Irises are both tough and beautiful. Tough means they’re hardy, but it doesn’t mean they can be neglected. They need care, such as nutrients and bedding, and if cared-for well, they will return the care with a nonpareil beauty. Care begins with bedding. The makings of good bedding are aplenty in the high country, clay, cinders, and compost.
If a gardener is clay, add cinders, and if cinders, add clay. Irises like a soft, friable bed. They also like lots of compost. The best bed has good drainage because they don’t like it soggy. But who does? Irises will tend to rot if swamped out.

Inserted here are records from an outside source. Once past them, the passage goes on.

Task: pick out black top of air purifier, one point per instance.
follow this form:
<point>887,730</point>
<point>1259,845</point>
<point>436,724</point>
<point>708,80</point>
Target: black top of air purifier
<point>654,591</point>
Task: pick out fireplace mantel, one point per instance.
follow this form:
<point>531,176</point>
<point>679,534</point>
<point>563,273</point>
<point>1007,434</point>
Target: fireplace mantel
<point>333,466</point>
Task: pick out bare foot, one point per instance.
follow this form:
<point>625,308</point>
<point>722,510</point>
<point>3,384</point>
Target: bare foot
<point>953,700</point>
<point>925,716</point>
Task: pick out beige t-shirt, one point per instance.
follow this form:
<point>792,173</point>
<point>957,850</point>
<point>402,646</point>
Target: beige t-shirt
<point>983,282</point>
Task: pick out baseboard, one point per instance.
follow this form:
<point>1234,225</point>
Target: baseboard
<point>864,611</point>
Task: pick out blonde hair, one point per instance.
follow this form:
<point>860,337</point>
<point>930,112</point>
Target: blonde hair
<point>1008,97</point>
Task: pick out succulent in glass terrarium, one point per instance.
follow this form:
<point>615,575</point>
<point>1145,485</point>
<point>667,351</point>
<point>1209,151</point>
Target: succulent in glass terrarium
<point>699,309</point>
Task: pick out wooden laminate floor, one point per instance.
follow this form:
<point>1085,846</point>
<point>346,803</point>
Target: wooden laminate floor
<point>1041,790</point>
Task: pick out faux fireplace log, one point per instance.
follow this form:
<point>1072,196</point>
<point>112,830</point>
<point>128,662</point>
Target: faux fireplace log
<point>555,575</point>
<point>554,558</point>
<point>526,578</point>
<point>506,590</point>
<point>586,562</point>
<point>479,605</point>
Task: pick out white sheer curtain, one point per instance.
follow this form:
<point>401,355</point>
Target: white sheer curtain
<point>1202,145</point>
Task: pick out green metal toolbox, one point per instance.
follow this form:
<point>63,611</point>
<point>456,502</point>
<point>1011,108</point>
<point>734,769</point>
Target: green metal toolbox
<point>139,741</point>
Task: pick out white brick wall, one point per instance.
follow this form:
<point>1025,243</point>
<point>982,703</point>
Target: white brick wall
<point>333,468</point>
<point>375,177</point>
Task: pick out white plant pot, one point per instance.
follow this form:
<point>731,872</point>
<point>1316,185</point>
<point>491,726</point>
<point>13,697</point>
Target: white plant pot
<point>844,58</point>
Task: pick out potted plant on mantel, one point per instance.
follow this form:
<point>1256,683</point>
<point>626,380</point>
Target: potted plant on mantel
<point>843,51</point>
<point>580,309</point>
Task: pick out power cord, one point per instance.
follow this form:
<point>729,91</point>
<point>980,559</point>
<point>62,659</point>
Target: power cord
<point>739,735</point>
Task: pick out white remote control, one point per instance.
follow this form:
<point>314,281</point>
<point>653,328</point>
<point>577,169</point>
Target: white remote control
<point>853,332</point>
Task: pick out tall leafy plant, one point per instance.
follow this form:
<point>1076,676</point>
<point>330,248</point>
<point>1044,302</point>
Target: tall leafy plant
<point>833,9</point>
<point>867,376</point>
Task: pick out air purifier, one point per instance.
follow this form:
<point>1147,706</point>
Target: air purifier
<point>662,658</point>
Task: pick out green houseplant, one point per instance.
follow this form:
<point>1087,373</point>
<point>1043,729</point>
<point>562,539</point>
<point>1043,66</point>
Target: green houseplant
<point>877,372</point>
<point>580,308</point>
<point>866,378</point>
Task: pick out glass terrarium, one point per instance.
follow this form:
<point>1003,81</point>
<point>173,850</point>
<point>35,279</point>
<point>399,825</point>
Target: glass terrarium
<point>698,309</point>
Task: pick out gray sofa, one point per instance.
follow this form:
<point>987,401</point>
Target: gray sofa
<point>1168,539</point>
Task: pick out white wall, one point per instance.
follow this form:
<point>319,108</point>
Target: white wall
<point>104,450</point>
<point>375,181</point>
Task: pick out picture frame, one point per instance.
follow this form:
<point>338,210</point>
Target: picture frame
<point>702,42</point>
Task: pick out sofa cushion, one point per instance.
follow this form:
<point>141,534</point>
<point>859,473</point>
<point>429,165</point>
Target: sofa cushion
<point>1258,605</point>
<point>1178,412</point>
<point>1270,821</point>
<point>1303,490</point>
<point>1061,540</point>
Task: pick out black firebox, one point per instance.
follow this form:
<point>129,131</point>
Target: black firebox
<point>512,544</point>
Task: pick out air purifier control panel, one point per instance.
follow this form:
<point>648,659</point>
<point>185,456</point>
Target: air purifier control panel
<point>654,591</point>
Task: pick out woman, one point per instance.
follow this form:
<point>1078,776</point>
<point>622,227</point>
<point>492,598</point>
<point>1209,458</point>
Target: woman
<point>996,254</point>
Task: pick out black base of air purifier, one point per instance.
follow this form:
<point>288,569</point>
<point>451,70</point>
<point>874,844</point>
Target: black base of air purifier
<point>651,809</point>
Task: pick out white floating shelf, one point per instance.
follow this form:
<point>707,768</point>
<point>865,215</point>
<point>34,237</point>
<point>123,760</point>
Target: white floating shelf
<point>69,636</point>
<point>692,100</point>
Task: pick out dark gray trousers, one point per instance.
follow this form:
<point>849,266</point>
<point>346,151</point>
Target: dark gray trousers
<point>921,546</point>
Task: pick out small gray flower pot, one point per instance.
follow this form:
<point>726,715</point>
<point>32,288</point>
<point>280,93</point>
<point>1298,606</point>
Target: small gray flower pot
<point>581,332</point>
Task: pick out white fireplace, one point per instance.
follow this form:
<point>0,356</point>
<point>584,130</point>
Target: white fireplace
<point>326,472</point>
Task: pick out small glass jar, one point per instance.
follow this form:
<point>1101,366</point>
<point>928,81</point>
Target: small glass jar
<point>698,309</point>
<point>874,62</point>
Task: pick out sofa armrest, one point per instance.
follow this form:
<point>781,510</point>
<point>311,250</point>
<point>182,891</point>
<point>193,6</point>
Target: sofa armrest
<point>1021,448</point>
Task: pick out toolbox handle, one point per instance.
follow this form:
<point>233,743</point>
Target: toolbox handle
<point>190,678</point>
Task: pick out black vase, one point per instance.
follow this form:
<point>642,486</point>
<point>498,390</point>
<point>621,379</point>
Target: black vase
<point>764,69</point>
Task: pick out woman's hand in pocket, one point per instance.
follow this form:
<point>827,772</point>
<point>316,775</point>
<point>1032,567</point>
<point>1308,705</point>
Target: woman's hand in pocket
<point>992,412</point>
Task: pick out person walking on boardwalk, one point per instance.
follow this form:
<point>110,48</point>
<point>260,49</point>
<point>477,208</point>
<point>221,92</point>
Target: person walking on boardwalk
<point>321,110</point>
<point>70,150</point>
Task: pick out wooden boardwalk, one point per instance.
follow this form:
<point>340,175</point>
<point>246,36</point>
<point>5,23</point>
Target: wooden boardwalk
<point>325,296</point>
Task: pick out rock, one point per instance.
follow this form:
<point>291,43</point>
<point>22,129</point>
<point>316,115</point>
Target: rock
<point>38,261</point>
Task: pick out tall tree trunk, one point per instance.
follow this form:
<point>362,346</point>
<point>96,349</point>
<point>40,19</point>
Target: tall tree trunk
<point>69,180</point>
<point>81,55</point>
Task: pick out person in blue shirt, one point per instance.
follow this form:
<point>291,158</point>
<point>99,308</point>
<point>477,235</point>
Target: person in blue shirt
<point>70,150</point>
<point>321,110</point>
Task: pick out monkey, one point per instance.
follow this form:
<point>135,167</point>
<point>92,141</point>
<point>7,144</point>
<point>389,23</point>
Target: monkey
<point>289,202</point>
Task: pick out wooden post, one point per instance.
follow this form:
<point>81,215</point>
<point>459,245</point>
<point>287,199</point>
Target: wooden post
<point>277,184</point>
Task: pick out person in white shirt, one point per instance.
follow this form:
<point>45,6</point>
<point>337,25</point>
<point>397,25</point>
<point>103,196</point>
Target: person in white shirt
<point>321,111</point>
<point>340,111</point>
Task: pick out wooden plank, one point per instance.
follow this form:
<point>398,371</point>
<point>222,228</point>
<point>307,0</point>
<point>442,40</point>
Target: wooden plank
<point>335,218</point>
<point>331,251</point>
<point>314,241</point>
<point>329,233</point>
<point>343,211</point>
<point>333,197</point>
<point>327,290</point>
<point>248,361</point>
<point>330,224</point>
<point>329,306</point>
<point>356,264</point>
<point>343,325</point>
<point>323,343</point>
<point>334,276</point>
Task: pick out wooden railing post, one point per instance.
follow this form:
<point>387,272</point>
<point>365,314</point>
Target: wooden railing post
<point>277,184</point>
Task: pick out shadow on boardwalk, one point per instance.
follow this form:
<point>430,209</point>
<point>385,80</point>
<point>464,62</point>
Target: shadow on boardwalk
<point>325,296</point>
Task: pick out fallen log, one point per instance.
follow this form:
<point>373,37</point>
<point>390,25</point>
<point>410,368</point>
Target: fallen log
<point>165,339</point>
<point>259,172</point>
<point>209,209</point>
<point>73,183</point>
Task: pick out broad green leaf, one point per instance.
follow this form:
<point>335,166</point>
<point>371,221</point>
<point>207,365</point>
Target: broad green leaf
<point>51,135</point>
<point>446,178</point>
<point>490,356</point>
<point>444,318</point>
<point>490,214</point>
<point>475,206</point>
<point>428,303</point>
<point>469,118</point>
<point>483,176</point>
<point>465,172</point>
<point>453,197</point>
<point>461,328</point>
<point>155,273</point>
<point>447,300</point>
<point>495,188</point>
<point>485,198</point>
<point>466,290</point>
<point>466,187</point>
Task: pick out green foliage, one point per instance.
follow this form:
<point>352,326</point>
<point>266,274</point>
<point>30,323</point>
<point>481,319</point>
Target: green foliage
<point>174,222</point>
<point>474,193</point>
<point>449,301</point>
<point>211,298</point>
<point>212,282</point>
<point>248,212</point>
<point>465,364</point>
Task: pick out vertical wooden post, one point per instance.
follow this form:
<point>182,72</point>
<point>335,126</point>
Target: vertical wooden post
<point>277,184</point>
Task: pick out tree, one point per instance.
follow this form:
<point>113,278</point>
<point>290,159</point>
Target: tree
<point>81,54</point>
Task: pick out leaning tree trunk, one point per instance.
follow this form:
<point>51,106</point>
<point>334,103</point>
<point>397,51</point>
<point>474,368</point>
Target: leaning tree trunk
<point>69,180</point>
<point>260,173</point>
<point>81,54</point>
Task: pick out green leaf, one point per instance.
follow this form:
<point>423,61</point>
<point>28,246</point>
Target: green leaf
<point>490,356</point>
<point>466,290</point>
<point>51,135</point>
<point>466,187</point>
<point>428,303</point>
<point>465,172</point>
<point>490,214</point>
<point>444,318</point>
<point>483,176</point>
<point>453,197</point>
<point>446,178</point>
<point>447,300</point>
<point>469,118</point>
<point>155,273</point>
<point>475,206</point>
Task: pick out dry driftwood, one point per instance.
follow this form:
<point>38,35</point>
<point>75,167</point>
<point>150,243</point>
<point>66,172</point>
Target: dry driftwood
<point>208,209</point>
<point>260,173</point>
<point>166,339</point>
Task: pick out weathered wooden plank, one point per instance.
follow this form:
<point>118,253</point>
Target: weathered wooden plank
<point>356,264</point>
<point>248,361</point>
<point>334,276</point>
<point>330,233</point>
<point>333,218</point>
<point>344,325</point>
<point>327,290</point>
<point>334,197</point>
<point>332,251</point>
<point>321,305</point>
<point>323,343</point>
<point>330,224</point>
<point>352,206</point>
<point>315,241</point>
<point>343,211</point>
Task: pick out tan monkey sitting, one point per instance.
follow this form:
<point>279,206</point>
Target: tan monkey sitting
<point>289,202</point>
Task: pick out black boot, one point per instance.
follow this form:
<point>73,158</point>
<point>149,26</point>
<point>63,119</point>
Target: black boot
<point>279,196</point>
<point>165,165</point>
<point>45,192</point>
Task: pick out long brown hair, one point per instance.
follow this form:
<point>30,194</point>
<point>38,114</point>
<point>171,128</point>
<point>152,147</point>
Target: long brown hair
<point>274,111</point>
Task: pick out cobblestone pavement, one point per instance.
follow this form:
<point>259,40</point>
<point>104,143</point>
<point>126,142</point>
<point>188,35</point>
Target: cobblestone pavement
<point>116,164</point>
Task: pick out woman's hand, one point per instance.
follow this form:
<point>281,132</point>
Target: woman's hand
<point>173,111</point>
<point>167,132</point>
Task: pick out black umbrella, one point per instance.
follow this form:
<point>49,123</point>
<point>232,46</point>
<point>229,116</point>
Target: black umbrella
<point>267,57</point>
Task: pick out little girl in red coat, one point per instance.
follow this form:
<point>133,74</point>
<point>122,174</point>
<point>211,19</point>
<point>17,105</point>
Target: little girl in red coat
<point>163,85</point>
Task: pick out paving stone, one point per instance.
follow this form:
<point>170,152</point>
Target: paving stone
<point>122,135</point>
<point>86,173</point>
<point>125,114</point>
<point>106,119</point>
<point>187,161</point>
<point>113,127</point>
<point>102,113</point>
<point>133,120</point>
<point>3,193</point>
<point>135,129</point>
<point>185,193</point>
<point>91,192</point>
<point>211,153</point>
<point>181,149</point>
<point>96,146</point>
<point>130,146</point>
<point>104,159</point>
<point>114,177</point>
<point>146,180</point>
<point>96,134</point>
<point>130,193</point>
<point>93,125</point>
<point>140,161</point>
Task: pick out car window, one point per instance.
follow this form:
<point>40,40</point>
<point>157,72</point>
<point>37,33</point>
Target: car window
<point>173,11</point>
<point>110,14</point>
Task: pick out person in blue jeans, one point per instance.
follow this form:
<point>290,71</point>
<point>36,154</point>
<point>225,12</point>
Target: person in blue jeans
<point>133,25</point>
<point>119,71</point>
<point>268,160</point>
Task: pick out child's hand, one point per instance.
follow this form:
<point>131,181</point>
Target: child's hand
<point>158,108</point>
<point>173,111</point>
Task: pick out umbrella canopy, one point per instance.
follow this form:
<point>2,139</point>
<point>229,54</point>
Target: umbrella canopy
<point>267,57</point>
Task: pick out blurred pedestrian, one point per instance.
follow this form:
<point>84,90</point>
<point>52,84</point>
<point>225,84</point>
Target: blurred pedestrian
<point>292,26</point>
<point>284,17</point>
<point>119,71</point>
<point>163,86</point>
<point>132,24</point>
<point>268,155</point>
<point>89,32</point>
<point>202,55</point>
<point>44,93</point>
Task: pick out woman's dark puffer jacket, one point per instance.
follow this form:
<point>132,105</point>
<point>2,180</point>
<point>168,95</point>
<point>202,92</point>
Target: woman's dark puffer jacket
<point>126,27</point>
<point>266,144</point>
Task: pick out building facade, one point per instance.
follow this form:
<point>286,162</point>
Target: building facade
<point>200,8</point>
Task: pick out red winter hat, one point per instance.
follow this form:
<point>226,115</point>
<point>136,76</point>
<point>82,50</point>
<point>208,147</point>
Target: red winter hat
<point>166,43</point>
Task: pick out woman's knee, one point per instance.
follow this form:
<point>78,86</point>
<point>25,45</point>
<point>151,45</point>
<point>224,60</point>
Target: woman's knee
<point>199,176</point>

With irises it’s important to start out well because unlike annuals the beds can’t be enriched with compost each year. Those rhizomes are going to be stuck in that bed for several years. One of the big items in caring for irises is giving them a low nitrogen and high phosphate fertilizer (6-10-10) six weeks before they bloom and right after they bloom and super-phosphate or bone meal (0-10-10) in the fall. Since irises are all root, they need phosphorus to promote root development. With too much nitrogen, as in lawn fertilizer, they will tend to rot.
Irises do best in a sunny location with at least six hours of sunlight a day. As far as water is concerned, they’re a xeriscaper’s dream. In the high country, they need water when they’re planted until the new center leaves appear. During dry spells, they’re best watered every 3 to 4 weeks, and again in the spring before blooming. Also, they’re best mulched before the snows of winter with the mulch removed after the last hard frost.
The best time to plant iris rhizomes in the high country is in the early fall, giving them enough time to get their roots established before the winter freeze comes. After the soil has been enriched, make a shallow hole in the soil about twice the size of the rhizome with a small mound of soil in the center. Put the rhizome on top while draping the roots down the sides of the mound. In
because of our cold winters, the soil should slightly cover the rhizome. Do not plant them deep. Flagstaff
Irises can be attractively planted in groups of three throughout a yard, 12” apart, with the toes pointing inward in a triangle. If planted in rows, all the toes should point in the same direction to avoid crowding, spaced 18” apart. Remember to keep the soil in which the rhizomes are planted moist for two or three weeks until the first news leaves appear.
After blooming, the stalks on which the flowers appear are best removed, not to drain energy from the plant. Every three to four years, irises should be replanted to prevent overcrowding and to encourage renewing. This is generally best done a month or so after blooming. Clumps can be renewed by removing the old center of the clump or by digging up the entire clump and removing the old plant and replanting the newer rhizomes with the fans attached.
Irises come in many sizes for many tastes. The tall bearded irises when planted in a circle or triangle appear as though they were a lush aureole of exotic colors hovering above the garden betraying their name “rainbow” or “halo.” When studied, one can even hear the messengers of the gods.